Breq is both more than she seems and less than she was. Years ago, she was the Justice of Toren--a
colossal starship with an artificial intelligence linking thousands of
corpse soldiers in the service of the Radch, the empire that conquered
An act of treachery has ripped it all away, leaving
her with only one fragile human body. And only one purpose--to revenge
herself on Anaander Mianaai, many-bodied, near-immortal Lord of the
From debut author Ann Leckie, Ancillary Justice is a stunning space opera that asks what it means to be human in a universe guided by artificial intelligence.
This is a 2014 Hugo Nominee. April's book group selection.
This is a book that has been getting a lot of publicity in the scifi community and was being touted as a strong Hugo contender. It did in fact make the Hugo nominee short list. Ultimately, I enjoyed this book because it was different.
I'm going to start with the item that has the internet world abuzz: Leckie's use of gender or non-gender. The society the characters are moving around in is portrayed as non-gendered through the use of "she". And here's were my issue with the book comes in - in a genderless society, everyone is now "feminine". So, how can this be a genderless society? I think I would have been more comfortable with some alternate or created term to denote who was being ta.lked to, rather than the vague unsettled feeling that everyone was female.
On Tor.com, there is a great post regarding gender here.
Setting the use of gender aside, I thoroughly enjoyed the idea of a ship persona in multiple bodies - avatars - or in Leckie's case, ancillaries. I thought she did a great job of portraying these massive ships through the eyes of One Esk Seventeen. How One Esk Twenty was over by the water fountain, how One Esk Eleven was walking down a street, how the bodies within sight line could see each other.

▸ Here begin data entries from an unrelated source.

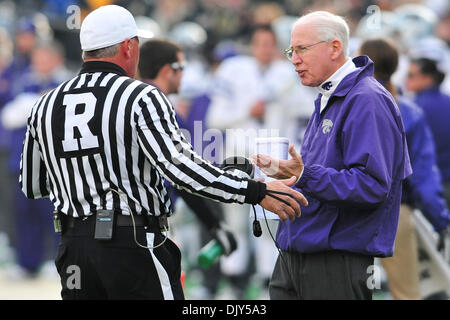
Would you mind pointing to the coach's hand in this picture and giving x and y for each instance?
(283, 210)
(280, 169)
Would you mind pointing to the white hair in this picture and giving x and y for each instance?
(328, 27)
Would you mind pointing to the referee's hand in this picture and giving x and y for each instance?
(283, 210)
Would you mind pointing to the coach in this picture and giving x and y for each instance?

I enjoyed how One Esk Seventeen could convey emotion at being cut off from her greater whole. How she/the ship had developed a greater personality through the ancillaries. How her uniqueness, ultimately, led to a betrayal of sorts.
While the reader got an idea of the greater society, there are glimpses of a smaller planetary society being absorbed into the greater, and how a clash of cultures even in this advanced society can cause discomfort, unease, and disdain.
For a first book (I think this is a first book?) it was interesting, engaging, had a few flaws, and engendered discussion. Recommended.